Lately, I’ve been feeling really alone. And it’s not just the kind of loneliness that comes from being by yourself—it’s the kind that happens inside my own head. I’ve been disconnected from the people I love, second-guessing every conversation, and replaying interactions on repeat. When this happens, and my thoughts get stuck, they start spiraling fast.

A short text from a friend all of a sudden becomes proof that something is wrong. A missed call feels like a sign that I’m unwanted. Silence expands into rejection. My brain takes a tiny seed of doubt and grows into a whole forest of “what ifs” and “they must not like me.” And once that story gets loud enough in my mind, it doesn’t matter how unrealistic it sounds—I believe it.

This happened recently with a close friend who lives out of state. We don’t talk as often anymore, except when one of us is back in town. I reached out the other day, and replies seemed short—just a “yeah” or “ok” here and there—though text can always be rather tricky to read. Still, I convinced myself it meant we were drifting apart. I created an entire story in my head: she was upset with me, she didn’t care about me anymore, maybe she didn’t even like me at all. I started going through the past, picking apart every little detail to find proof that she didn’t. And then, on top of all that, I felt ashamed for even thinking that way.

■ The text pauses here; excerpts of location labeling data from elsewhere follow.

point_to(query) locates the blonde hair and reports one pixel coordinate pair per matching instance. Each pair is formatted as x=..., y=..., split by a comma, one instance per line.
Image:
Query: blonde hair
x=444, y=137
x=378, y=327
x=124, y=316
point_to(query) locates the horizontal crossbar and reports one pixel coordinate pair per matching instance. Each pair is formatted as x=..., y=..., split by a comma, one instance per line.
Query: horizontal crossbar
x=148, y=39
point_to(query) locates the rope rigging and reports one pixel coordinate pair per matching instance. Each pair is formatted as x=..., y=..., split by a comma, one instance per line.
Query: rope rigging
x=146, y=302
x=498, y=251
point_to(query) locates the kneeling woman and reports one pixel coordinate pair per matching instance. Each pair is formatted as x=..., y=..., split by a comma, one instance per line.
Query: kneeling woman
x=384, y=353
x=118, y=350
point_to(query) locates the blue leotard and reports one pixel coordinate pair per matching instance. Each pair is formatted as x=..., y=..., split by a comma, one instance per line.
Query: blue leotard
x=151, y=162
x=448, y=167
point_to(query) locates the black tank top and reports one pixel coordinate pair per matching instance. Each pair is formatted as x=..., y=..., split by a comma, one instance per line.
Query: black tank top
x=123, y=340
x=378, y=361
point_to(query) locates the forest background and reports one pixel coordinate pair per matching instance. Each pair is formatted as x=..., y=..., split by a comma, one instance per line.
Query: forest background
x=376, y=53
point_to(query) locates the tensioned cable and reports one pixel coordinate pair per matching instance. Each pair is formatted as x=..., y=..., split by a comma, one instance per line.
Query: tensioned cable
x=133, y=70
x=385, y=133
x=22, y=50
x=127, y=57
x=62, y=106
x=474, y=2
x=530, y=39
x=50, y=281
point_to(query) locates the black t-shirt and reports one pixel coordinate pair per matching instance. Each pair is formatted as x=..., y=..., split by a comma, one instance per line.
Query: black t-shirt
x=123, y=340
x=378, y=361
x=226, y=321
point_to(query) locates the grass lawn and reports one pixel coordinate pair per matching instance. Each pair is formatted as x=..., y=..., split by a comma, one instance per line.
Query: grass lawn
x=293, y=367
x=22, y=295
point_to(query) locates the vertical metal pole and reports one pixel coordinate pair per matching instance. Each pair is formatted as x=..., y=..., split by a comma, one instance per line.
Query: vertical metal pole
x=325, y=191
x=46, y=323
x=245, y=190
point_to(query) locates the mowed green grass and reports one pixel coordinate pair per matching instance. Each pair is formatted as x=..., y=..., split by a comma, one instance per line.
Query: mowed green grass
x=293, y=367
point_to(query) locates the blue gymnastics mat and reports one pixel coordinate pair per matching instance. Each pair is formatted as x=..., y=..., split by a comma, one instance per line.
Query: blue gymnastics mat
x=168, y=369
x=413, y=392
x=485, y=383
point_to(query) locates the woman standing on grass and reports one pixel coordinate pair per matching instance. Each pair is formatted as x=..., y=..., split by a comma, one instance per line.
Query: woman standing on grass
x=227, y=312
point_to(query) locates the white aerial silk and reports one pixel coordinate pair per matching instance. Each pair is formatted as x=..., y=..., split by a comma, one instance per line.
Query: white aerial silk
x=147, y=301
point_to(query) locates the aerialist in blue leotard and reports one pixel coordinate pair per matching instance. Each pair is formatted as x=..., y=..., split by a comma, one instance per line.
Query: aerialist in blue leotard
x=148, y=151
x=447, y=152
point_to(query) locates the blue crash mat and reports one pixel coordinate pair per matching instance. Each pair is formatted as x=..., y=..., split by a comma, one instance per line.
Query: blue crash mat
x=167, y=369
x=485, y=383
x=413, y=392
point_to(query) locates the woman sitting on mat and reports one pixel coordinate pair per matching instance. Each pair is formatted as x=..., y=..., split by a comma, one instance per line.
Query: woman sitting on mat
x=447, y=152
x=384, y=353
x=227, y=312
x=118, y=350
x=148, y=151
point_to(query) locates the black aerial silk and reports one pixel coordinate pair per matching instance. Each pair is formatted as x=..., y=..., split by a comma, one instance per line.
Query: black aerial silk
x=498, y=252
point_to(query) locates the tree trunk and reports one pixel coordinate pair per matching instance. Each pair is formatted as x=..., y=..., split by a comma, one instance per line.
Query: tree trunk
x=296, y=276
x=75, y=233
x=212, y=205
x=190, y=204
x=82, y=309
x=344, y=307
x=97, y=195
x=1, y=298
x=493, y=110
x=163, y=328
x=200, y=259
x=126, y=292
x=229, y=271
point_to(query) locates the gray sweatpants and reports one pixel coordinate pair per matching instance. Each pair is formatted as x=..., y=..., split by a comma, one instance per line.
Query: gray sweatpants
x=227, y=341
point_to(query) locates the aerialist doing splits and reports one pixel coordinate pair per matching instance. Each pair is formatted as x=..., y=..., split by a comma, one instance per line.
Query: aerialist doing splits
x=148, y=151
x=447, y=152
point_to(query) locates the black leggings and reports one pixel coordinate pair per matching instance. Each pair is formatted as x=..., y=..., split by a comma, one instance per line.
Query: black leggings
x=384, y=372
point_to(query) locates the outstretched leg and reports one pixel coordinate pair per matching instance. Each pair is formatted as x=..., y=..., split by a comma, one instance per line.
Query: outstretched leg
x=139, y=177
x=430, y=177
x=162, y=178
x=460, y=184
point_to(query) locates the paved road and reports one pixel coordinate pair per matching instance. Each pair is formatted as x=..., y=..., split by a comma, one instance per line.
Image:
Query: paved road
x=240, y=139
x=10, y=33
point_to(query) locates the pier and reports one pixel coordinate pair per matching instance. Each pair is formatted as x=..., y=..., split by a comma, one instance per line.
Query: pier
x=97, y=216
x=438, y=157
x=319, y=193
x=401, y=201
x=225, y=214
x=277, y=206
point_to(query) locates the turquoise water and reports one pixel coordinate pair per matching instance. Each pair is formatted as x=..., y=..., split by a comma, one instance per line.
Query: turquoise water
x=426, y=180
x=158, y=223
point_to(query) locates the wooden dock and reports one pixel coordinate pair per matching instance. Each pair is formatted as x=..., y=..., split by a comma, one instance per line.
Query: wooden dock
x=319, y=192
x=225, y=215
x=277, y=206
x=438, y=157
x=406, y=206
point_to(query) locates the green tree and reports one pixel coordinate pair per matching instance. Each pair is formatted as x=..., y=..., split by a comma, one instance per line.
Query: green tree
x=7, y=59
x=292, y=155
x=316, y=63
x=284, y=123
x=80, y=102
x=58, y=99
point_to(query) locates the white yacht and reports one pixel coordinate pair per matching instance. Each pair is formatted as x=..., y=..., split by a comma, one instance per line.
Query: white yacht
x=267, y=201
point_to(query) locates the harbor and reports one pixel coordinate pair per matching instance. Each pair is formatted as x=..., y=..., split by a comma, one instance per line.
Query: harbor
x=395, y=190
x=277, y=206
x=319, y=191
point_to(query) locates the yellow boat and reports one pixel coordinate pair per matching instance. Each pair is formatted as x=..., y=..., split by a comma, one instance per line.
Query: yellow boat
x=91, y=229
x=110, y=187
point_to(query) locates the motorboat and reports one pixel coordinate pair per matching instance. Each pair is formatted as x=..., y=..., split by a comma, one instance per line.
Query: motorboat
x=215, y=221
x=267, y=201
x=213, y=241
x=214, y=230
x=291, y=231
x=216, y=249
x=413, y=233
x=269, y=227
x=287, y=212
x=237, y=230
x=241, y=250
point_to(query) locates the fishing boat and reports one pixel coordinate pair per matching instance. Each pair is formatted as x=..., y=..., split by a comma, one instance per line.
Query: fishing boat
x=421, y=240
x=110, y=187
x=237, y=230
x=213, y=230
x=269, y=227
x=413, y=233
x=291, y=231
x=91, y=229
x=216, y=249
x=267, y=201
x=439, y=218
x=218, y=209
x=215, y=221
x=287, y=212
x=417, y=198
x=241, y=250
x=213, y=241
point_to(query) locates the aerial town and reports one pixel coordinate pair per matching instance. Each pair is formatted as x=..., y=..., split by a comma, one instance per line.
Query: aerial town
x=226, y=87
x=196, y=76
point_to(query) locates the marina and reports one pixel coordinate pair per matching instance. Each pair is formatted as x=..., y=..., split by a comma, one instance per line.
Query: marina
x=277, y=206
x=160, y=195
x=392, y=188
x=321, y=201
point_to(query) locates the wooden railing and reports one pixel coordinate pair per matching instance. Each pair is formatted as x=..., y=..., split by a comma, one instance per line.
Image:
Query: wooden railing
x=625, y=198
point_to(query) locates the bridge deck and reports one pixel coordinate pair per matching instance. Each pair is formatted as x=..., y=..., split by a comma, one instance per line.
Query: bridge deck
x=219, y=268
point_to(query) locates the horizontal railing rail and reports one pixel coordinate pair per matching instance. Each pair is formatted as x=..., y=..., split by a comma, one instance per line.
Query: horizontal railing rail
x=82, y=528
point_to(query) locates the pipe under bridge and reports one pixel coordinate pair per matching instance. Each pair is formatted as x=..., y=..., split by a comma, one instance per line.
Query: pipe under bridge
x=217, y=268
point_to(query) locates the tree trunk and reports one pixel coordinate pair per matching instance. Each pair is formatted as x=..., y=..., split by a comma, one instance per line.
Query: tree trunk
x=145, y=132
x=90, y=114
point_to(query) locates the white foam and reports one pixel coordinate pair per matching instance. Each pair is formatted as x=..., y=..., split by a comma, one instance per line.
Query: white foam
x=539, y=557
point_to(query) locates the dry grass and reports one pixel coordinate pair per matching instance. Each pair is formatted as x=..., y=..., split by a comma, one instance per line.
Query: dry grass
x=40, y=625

Other times, it’s little things—like sending a photo or a funny meme and getting no response for hours, if at all. My mind immediately jumps to worst-case-scenarios: Did I say something wrong? “Maybe they’re annoyed with me?” “Maybe they don’t like as much anymore.” Even when I know that’s highly unlikely, the feeling is so real it’s incredibly difficult to shake.

It’s this cycle that I get caught in: overthinking → self-doubt → shame → isolation. And it’s exhausting.

Sometimes it feels like my brain is working against me. I know logically that a short reply or a missed call doesn’t mean the end of a friendship. I know that people get busy, distracted, or tired. But knowing it doesn’t always make the feeling go away.

I’ve realized that this spiral ties into FOMO and RSD. Every pause in communication can feel like proof that I don’t belong, that people are moving on without me, or that I’ve done something wrong. Even when I know deep down it’s not true, my mind always convinces me otherwise.

Some days, it feels like I’m trapped inside my own thoughts, but then I remember that even if my mind is convincing, it’s still just my mind. Nothing harmful has actually been done. It’s rather preposterous to take an idea and run with it, but it’s just a part of who I am, and I’m learning to navigate it as best I can. And somewhere in the mess of overthinking, shame, and doubt, I’m still me. The me who laughs at silly memes, who texts friends even when it feels scary, who keeps trying even when the spiral wins.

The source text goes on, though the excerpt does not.